Housing Project Goes Solar

Housing Project Goes Solar NEW ORLEANS, LA - A project that seeks to curb the city's energy appetite is one step closer to helping residents return to the Lower Ninth Ward. "This initiative is setting the standard for green initiatives in New Orleans," said Belinda Little-Wood, from the Louisiana Office of Recovery.

The project, located in the Holy Cross neighborhood of the Lower Ninth Ward, consists of five single-family homes, a community center and an 18-unit apartment building.

Global Green USA, a company focused on renewable energy and greenhouse gas reduction technology, began the project, along with financial assistance from actor Brad Pitt, as a design contest in 2006. More than 125 designers submitted proposals before the winning design was awarded to Matthew Berman and Andrew Kotchen of Workshop/APD from New York.

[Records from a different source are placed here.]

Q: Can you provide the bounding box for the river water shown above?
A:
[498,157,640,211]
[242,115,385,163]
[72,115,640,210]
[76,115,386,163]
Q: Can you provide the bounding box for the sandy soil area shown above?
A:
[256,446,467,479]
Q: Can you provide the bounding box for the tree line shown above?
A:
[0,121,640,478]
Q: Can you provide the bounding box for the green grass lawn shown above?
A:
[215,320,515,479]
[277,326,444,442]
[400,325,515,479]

On Wednesday, organizers held a community event to celebrate the installation of solar panels. The event, attended by several dozen people, was held in conjunction with South Coast Solar, a local New Orleans company that provides panels and other solar-powered systems, and the Louisiana Clean Tech Network, a statewide nonprofit that provides job training.

With the installation of the solar panels, the exteriors of the first two homes are nearly complete.

"The addition of two solar energy systems will provide approximately 3,500 kilowatt hours a month and save residents approximately $50 a month on their bill," said Troy A. Von Otnott, president of South Coast Solar.

In order to capture as much solar energy as they can, builders slanted the homes' roofs towards the south and installed 12 panels on each home. The features should help residents use 75 percent less energy than other buildings, according to Global Green's Web site.

In addition to helping residents, the installation also allowed students from the Louisiana Clean Tech Network the opportunity to participate.

"I am glad to participate because I know that I am contributing to the solar movement here in New Orleans," said Julio Cardozaza, a trainee. Since January 2008, six classes have been completed by Louisiana CleanTech students.

Members of the community were also allowed to view the installation, 20 people at a time, by climbing scaffolding that was erected for the event.

The single-family houses are set to go on the market next month and will be available to residents of the Lower Ninth Ward who lost their homes in Hurricane Katrina. Exact prices are not yet available, but an announcement will be made next month.

Little-Wood called New Orleans the testing ground, a laboratory to show how green projects can work.

"Global Green is really setting the standard and being one of the leaders in the greening of New Orleans," she said. "This initiative will be the focus of economic development for the next 20 years." Raymond Breaux, a former Global Green USA worker who came to the event on Wednesday, seconded the idea.

"This is what we should have been doing all along," he said. "Alternative energies are more viable. What we are doing now is the current, but green is the future. New Orleans is the epicenter of the green initiative. It's important that we keep the city alive in the right way."